The above is about the pretraining steps,you can adjust as needed.

# Part II: Downstream finetuning
Below we will introduce how to use the pretrained model for the finetuning of downstream tasks.

Visit `finetune.py` for more details.

In [7]:
from pahelix.utils.splitters import \
    RandomSplitter, IndexSplitter, ScaffoldSplitter
from pahelix.datasets import *

from src.model import DownstreamModel
from src.featurizer import DownstreamTransformFn, DownstreamCollateFn
from src.utils import calc_rocauc_score, exempt_parameters

The downstream datasets are usually small and have different tasks. For example, the BBBP dataset is used for the predictions of the Blood-brain barrier permeability. The Tox21 dataset is used for the predictions of toxicity of compounds. Here we use the Tox21 dataset for demonstrations.

In [8]:
task_names = get_default_tox21_task_names()
print(task_names)

['NR-AR', 'NR-AR-LBD', 'NR-AhR', 'NR-Aromatase', 'NR-ER', 'NR-ER-LBD', 'NR-PPAR-gamma', 'SR-ARE', 'SR-ATAD5', 'SR-HSE', 'SR-MMP', 'SR-p53']


## Load configurations
Here, we use `compound_encoder_config` and `model_config` to hold the model configurations. Note that the configurations of the model architecture should align with that of the pretraining model, otherwise the loading will fail. 
`DownstreamModel` is an supervised GNN model which predicts the tasks shown in `task_names`. Meanwhile, we use BCEloss as the criterion,Adam optimizer and set the lr to be 0.001.

In [9]:
compound_encoder_config = load_json_config("model_configs/pregnn_paper.json")
model_config = load_json_config("model_configs/down_linear.json")
model_config['num_tasks'] = len(task_names)

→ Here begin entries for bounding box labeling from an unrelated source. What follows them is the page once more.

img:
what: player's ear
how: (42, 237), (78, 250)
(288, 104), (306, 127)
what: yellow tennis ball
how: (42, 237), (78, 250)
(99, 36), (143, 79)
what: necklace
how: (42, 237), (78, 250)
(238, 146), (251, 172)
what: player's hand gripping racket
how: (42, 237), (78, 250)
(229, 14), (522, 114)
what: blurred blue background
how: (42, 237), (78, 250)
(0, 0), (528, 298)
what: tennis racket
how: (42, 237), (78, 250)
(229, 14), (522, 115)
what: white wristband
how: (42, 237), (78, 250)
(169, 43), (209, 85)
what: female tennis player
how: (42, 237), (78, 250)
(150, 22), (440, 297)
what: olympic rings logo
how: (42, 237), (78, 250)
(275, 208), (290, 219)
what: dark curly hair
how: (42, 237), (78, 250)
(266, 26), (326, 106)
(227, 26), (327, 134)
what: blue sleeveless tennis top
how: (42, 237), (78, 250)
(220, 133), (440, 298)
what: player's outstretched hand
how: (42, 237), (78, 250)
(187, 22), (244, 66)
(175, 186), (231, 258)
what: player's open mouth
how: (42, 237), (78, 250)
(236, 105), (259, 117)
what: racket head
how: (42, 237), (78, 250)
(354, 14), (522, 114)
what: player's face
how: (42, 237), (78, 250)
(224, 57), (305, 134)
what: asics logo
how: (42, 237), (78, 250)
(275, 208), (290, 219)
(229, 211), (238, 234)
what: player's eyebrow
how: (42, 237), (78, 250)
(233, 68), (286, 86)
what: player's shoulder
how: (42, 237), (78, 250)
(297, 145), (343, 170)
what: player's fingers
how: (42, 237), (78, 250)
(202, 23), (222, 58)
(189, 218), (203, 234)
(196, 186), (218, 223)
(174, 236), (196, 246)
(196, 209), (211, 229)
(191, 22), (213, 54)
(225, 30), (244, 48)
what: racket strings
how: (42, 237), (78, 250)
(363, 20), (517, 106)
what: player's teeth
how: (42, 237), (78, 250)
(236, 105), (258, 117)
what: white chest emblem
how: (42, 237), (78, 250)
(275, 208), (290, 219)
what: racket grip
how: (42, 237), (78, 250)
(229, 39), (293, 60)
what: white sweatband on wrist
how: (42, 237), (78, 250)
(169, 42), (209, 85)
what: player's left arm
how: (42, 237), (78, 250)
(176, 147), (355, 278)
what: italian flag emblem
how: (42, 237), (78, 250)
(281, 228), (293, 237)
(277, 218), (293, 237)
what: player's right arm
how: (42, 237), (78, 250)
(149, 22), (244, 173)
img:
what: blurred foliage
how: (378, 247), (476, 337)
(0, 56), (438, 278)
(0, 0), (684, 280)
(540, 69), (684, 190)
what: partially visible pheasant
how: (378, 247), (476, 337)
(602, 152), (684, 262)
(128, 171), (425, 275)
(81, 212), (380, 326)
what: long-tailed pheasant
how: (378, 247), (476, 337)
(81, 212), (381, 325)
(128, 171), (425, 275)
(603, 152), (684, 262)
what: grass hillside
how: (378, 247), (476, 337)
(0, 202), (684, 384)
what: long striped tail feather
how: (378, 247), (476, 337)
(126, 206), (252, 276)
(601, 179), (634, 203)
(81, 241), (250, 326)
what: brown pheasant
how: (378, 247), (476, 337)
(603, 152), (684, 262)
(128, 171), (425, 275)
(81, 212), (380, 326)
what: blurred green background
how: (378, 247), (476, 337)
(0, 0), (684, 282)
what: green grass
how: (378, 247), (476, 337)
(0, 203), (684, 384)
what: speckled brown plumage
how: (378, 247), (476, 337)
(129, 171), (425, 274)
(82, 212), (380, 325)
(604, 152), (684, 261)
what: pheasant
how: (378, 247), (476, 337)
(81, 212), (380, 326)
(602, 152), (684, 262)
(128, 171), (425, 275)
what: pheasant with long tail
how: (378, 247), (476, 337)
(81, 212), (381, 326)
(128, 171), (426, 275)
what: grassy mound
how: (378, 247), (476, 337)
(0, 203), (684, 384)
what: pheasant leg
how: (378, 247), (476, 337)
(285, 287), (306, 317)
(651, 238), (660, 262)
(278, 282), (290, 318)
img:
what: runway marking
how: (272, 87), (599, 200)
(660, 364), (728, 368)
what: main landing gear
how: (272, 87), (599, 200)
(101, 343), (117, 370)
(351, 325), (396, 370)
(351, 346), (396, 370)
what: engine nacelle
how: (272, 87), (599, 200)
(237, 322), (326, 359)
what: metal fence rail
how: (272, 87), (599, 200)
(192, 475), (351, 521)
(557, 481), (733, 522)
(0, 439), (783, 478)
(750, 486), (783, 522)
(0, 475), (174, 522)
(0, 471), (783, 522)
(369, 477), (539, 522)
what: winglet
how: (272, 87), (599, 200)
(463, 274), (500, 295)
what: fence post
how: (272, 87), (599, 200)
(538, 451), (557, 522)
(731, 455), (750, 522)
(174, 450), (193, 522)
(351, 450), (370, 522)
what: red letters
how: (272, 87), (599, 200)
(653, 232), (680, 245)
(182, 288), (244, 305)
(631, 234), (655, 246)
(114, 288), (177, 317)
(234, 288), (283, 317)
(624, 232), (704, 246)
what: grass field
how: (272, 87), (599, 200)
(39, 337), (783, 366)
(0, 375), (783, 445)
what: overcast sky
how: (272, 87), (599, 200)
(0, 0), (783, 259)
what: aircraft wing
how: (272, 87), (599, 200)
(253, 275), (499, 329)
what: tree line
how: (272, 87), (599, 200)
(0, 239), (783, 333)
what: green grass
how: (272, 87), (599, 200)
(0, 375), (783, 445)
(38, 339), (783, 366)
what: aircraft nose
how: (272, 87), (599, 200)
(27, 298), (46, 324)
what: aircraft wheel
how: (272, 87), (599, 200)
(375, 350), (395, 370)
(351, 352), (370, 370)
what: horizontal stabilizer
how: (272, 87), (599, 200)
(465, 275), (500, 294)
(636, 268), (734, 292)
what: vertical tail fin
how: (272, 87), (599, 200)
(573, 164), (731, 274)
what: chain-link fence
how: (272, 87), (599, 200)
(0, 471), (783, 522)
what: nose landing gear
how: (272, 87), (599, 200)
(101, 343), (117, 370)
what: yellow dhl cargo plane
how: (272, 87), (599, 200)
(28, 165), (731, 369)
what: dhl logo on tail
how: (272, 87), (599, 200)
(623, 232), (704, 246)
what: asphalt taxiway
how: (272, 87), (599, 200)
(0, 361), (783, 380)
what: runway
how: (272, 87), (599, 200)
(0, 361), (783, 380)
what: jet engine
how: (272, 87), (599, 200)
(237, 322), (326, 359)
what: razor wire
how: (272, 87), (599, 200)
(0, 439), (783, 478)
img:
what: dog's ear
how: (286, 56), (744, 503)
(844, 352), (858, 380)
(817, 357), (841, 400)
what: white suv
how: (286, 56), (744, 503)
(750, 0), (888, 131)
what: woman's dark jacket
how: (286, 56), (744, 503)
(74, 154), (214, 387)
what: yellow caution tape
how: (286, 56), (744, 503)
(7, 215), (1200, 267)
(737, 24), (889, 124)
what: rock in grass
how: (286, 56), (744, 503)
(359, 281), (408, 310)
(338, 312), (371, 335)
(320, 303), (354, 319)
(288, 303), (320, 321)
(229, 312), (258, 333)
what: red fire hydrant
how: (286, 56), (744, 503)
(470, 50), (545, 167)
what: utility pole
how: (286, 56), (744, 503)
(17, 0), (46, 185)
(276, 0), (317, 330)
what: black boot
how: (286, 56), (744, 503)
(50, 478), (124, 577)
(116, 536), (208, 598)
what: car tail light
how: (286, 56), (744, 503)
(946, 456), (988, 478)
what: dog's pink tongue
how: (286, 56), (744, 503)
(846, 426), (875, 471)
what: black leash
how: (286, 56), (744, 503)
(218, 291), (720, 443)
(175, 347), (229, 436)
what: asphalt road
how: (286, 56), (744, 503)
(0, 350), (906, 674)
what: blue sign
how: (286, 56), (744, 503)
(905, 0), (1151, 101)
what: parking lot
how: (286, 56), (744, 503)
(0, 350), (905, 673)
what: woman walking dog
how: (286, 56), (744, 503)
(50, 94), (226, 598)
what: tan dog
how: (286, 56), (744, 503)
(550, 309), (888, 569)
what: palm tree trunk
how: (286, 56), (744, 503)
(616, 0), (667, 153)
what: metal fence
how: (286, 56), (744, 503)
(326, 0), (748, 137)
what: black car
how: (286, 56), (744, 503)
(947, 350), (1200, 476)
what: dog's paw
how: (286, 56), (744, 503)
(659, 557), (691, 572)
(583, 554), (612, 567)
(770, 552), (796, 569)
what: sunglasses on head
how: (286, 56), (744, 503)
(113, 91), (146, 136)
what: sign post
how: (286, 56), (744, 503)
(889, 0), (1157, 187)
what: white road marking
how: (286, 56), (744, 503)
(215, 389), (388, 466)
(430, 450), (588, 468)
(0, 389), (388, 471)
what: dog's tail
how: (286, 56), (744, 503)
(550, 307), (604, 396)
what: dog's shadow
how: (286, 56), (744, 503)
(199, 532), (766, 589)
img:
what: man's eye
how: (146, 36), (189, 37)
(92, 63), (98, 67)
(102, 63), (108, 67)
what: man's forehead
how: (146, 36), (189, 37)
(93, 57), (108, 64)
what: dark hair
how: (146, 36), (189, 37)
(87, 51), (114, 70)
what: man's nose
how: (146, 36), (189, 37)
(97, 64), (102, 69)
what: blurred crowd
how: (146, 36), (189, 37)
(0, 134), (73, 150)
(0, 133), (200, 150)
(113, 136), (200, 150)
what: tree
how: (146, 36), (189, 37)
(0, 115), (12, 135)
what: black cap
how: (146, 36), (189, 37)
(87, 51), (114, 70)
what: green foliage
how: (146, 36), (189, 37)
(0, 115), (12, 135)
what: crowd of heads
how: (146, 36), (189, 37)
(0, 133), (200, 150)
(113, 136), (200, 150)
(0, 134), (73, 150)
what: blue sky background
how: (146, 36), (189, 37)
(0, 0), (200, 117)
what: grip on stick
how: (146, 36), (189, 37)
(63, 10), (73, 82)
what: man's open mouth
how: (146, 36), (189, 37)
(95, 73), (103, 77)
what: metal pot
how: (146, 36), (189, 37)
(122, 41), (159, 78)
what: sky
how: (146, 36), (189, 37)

compound_encoder = PretrainGNNModel(compound_encoder_config)
model = DownstreamModel(model_config, compound_encoder)
criterion = nn.BCELoss(reduction='none')
opt = paddle.optimizer.Adam(0.001, parameters=model.parameters())

[PretrainGNNModel] embed_dim:300
[PretrainGNNModel] dropout_rate:0.5
[PretrainGNNModel] norm_type:batch_norm
[PretrainGNNModel] graph_norm:False
[PretrainGNNModel] residual:False
[PretrainGNNModel] layer_num:5
[PretrainGNNModel] gnn_type:gin
[PretrainGNNModel] JK:last
[PretrainGNNModel] readout:mean
[PretrainGNNModel] atom_names:['atomic_num', 'chiral_tag']
[PretrainGNNModel] bond_names:['bond_dir', 'bond_type']


## Load pretrained models
Load the pretrained model in the pretraining phase. Here we load the model "pretrain_attrmask" as an example.

In [10]:
compound_encoder.set_state_dict(paddle.load('./model/pretrain_attrmask/compound_encoder.pdparams'))

## Dataset loading and feature extraction
`DownstreamTransformFn` is used along with `DownstreamModel`.It is used to generate features. The original features are processed into features available on the network, such as smiles strings into node and edge features. 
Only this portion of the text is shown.